The central plains of the United States are in a unique geographical position when it comes to tornado formations.
Seventy-five percent of the world's tornadoes occur in the United States and most of those occur in "Tornado Alley," which is located from Iowa/Nebraska to Texas.
Texas has the most tornadoes per year, 126, but this is also the biggest state as well.
The reason why we have tornado alley in the Plains has much to do the with geography.
The Gulf of Mexico, which is located to the south, supplies a rich and necessary amount of low level moisture to fuel thunderstorms.
Then, you have the Rocky Mountains to the west, and with the higher elevation, it is hard for the moisture from the Gulf of Mexico to reach back that far west, so you have a dry air mass in the western Plains.
This sets up a frequent clash of air masses between humid and dry creating a boundary where low level winds converge, aiding in making the air rise, which helps to create a few severe thunderstorms.
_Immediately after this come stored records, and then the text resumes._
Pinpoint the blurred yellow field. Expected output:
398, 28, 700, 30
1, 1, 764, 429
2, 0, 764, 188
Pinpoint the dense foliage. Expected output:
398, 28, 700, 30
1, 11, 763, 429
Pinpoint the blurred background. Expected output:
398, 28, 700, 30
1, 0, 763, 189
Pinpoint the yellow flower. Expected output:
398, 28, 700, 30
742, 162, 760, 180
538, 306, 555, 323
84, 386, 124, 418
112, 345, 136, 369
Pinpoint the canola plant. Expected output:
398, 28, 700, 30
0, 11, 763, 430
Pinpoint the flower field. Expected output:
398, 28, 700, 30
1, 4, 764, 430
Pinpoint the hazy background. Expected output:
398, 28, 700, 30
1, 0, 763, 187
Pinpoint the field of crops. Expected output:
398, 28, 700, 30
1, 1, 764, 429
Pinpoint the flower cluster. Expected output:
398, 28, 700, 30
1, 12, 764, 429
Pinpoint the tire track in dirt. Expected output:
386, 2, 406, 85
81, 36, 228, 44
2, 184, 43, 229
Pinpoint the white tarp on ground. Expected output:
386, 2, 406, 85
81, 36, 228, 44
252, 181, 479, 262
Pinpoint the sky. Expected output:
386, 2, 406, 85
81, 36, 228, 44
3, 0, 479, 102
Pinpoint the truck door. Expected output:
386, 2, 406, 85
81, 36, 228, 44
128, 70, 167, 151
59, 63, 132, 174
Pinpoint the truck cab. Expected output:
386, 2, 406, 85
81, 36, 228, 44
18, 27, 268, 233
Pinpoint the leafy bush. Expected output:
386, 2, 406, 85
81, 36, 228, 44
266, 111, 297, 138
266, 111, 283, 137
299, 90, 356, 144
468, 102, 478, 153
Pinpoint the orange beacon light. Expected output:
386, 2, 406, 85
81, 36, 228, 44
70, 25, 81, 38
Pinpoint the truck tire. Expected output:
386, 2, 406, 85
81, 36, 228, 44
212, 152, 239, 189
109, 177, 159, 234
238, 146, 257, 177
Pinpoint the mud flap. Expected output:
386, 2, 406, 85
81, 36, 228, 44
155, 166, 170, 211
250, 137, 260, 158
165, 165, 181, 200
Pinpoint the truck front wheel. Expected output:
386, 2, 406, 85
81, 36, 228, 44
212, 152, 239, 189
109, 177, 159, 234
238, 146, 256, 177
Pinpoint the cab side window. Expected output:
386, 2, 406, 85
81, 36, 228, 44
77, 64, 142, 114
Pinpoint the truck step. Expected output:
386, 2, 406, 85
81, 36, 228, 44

When you add in a storm system with strong winds aloft moving from west to east over this boundary, as south winds occur at the surface in the humid air and severe thunderstorms can greatly increase in coverage.
This is due to increased shear in the atmosphere, or winds blowing in different directions with height allowing building thunderstorms to rotate and grow, which is essential for a tornado to form.
Colder air can come in from the northwest, adding a third air mass to the equation. This only enhances the chance of tornado formation in Tornado Alley.